Relevance to learning

Quality discernment of research materials is a great asset to have. A well discerning researcher can isolate the particular parts of both good works and bad ones worth paying attention to. They can find the useful bits of even the most juvenile, evil, or boring fields, and not be worried about wasting time or absorbing bad influences. Discerning people sometimes have deep affections for things that others despise, because there’s sometimes a lot of quality buried within otherwise bad things. (For example, “bad” movies with cult followings). The trick is to be appreciative and curious without being attached. Maybe check out the literature of decoupling vs. contextualizing for more information here.

Value of information

I’ve really been meaning to write this up more formally, but until then, here’s one tidbit I think is relevant here and more generally useful.

Categorization itself can present clear expected value. It’s fairly straightforward to demonstrate that an agent using simple ontology A would have higher total expected value than one using a simple ontology B under some assumptions. As a thought experiment, say an agent can collect coins of different types, but has limited time to do so. If they have a poor categorization system of coins, they are likely to make poor decisions about which ones to go after. For example, it might be crucial that the agent pay attention to the color of the coin (gold vs. silver) instead of the letters on it. This almost exactly mirrors the problem (and value) of feature selection in data science.

If you’re reading this and know of literature that estimates the value of ontologies using terms similar to value of information calculations, please let me know.

Why emphasize discernment?

I’m uncertain whether discernment as defined is actually a good category to draw attention to. This definition excludes many similar practices.

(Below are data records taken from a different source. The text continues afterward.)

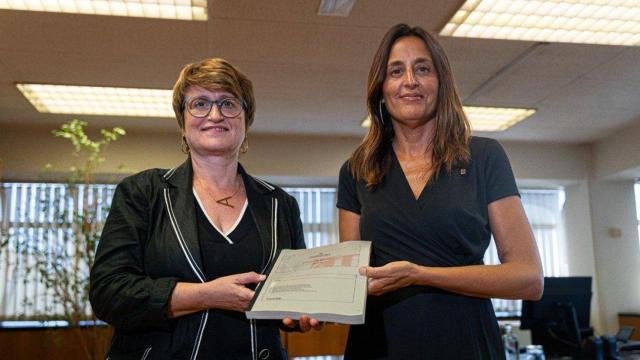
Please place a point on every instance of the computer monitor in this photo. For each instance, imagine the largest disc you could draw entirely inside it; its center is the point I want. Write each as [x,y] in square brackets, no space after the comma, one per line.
[559,320]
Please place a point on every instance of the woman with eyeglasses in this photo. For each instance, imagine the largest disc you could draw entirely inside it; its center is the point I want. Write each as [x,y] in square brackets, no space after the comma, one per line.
[430,196]
[183,249]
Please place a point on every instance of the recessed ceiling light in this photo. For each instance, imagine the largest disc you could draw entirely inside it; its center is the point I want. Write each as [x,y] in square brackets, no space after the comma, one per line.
[335,7]
[91,100]
[160,9]
[611,22]
[485,118]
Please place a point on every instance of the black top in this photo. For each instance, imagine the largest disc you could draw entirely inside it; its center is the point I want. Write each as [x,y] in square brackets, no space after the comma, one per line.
[150,242]
[228,333]
[448,225]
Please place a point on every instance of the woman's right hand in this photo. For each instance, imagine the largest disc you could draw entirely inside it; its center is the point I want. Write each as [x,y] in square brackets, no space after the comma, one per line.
[231,292]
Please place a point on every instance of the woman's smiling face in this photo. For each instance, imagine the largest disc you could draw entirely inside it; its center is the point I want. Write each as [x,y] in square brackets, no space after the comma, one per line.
[410,88]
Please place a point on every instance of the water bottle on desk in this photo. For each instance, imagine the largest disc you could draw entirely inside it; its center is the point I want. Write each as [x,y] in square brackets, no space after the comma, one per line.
[510,341]
[534,352]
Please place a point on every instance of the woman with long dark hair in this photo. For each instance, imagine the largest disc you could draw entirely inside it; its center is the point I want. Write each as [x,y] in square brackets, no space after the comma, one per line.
[430,196]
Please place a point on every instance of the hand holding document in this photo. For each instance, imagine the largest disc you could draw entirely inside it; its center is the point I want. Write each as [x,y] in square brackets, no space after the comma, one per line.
[322,282]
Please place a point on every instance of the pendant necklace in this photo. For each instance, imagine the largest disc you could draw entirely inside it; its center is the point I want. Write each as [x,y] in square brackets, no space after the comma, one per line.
[225,200]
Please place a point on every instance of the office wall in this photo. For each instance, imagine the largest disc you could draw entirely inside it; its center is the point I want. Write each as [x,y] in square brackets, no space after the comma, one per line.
[618,156]
[315,161]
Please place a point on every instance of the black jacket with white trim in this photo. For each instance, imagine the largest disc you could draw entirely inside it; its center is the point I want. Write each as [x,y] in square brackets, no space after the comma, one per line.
[150,242]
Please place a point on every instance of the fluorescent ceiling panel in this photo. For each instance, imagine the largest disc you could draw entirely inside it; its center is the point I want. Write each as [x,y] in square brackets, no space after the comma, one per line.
[610,22]
[484,118]
[160,9]
[335,7]
[90,100]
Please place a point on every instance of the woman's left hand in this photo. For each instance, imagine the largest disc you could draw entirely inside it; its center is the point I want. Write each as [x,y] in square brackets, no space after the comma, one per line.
[305,323]
[390,277]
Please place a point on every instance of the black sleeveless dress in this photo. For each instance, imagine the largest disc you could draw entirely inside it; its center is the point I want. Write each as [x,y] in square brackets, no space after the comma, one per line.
[448,225]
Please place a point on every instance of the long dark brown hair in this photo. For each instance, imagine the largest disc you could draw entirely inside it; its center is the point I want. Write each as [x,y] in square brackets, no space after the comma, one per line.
[371,161]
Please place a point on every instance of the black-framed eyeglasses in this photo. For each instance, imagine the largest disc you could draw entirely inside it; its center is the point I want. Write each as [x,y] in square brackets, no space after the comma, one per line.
[201,106]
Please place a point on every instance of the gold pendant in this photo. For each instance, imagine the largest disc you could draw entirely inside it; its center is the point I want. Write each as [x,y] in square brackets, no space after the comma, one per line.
[225,201]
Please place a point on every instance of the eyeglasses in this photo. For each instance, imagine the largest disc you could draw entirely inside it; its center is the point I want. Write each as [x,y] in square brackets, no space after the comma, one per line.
[201,106]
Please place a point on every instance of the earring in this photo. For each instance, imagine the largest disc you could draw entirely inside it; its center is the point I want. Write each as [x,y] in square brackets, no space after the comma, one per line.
[380,109]
[184,147]
[244,147]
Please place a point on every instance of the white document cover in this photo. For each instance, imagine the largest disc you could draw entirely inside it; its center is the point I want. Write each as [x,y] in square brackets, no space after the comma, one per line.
[322,282]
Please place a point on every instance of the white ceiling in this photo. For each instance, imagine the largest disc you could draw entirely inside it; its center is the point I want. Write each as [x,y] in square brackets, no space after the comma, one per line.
[310,71]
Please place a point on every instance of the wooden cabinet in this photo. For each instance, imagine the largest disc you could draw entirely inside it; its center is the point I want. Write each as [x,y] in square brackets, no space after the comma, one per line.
[630,319]
[331,340]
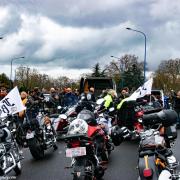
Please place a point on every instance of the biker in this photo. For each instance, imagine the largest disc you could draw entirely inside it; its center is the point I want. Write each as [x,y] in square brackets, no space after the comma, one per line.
[108,101]
[3,92]
[24,101]
[53,101]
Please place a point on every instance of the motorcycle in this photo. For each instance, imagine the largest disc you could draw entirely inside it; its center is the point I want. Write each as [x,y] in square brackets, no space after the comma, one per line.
[40,134]
[62,120]
[155,157]
[83,150]
[10,157]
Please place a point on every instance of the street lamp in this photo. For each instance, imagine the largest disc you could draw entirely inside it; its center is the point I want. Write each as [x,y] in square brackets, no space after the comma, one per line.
[121,72]
[144,48]
[11,68]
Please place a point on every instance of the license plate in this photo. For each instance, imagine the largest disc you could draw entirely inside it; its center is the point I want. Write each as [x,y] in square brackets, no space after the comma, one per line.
[75,152]
[30,135]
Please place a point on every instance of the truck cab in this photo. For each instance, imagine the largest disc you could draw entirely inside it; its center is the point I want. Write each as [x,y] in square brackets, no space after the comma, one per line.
[98,83]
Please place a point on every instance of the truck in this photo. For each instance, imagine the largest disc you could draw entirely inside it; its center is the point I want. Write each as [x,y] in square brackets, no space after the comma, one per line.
[98,83]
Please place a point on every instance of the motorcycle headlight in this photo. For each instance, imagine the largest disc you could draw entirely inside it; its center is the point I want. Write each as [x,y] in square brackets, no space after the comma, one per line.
[78,126]
[47,120]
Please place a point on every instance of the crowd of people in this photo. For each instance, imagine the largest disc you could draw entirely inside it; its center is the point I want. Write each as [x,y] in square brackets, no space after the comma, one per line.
[69,97]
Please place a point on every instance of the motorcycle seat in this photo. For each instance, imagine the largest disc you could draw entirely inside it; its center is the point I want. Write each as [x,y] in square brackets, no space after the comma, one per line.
[147,152]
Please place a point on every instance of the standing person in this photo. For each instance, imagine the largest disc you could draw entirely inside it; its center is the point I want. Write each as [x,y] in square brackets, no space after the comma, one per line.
[108,100]
[54,100]
[176,105]
[69,98]
[90,95]
[3,92]
[24,101]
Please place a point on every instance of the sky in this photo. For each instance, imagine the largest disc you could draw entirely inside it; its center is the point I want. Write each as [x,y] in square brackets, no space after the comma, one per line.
[68,37]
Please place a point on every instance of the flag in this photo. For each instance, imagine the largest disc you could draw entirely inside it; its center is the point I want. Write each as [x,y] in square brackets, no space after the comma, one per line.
[11,103]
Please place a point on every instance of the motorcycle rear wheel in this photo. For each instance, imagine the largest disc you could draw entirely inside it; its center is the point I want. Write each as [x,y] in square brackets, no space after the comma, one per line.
[35,148]
[18,168]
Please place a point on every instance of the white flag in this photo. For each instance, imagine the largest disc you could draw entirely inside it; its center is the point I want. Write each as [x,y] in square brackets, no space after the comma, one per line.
[11,103]
[142,90]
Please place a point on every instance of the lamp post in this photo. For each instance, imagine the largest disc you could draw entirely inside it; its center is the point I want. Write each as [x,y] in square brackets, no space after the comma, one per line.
[11,68]
[144,48]
[121,73]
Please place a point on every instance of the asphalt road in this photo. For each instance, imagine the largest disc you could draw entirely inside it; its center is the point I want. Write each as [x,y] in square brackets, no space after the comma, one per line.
[122,165]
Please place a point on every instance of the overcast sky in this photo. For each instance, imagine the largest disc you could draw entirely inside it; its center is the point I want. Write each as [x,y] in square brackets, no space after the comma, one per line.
[68,37]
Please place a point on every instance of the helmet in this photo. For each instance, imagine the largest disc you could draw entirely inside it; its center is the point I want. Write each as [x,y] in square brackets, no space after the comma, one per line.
[87,116]
[117,134]
[112,92]
[78,126]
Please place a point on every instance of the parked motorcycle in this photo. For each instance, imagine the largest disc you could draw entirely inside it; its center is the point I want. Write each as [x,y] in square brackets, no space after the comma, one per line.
[61,120]
[10,157]
[83,149]
[40,134]
[155,155]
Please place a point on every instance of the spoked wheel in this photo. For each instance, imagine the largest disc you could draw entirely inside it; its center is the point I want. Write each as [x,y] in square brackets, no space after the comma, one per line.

  • Refactoring categories (redrawing boundaries, for example)

  • Redefinitions

  • Focusing on the more general, instead of the less general

I think these practices are much less common than discernment. This is for a few reasons. People tend to begin with highly general generalizations, so it makes sense that a lot of work would go towards making them more narrow. Refactoring and redefinitions are difficult to promote and encourage. I think it’s much easier to suggest new terms than change existing ones, and discernment prioritizes this work.

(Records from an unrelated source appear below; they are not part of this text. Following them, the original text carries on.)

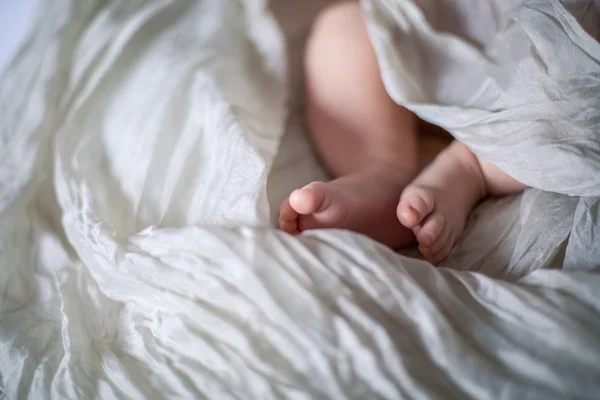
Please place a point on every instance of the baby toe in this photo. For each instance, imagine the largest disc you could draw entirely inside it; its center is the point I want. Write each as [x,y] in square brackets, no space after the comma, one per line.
[414,206]
[431,230]
[443,253]
[308,199]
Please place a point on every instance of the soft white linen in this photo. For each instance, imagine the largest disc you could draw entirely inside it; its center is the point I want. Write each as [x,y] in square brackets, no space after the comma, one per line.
[137,258]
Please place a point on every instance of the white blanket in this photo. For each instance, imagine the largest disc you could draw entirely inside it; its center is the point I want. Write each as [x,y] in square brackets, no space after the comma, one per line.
[137,257]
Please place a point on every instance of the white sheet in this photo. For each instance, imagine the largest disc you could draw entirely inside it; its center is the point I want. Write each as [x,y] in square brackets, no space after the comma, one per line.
[137,259]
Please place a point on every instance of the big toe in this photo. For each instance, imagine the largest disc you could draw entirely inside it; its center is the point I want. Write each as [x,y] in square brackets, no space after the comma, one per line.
[308,199]
[415,205]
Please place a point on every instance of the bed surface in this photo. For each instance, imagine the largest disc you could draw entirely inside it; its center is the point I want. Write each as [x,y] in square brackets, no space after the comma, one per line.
[138,257]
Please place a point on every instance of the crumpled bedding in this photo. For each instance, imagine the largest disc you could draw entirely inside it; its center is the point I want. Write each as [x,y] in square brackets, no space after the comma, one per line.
[138,172]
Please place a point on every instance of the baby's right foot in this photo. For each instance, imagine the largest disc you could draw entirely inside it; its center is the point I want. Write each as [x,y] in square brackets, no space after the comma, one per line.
[437,204]
[364,202]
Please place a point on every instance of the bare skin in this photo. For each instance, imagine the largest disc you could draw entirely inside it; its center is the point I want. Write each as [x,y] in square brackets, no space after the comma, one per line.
[370,144]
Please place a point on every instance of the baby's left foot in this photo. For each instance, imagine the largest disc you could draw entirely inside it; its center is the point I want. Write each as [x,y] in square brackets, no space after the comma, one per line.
[438,202]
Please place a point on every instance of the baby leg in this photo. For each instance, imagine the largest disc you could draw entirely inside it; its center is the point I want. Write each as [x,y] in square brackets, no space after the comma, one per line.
[367,141]
[437,203]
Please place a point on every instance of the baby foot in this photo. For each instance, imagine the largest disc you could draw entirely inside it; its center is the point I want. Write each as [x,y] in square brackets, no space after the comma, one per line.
[363,202]
[438,202]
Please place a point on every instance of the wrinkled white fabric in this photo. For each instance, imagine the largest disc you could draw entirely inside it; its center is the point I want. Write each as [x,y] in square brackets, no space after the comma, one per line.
[137,258]
[526,100]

So, I expect discernment to be easier and have more potential than the other aspects of categorization, for the main use cases I can think of now.

LessWrong connections

Many LessWrong articles use discernment to suggest new distinctions and subcategories. Several posts discuss the benefits and drawbacks of some sorts of discernments. I haven’t seen popularized terms for doing this discernment work itself, so I hope this term can fit in well.

The related LessWrong material that I’ve read focuses on situations where bad or overlooked distinctions create clear epistemic biases and pitfalls. I’m more interested in situations where breakdowns increase productivity, often by incremental amounts. However, I expect all types are valuable. I’m unsure how the main benefits are distributed.

Here are some relevant tags on LessWrong, in rough order of relevance.

Future Work

Some obvious steps for future work on this topic would be:

  • Making a big list of real examples of discernment in different fields.

  • Use the above list to make a better breakdown of the types of discernment and the safety and value of each one.

  • Better tie the definitions above to those in data science or statistical learning or similar.

  • I’m sure the math could be taken further and done much better.

  • Make models of the expected value of making estimates using different sorts of ontologies.

[1] I added the phrase “intended to” to leave the opportunity to discuss effective vs ineffective discernments. I imagine it would be confusing to need some other name for something just like a discernment, but not actually useful. I’m sure that many attempts at effective discernment are useless or harmful.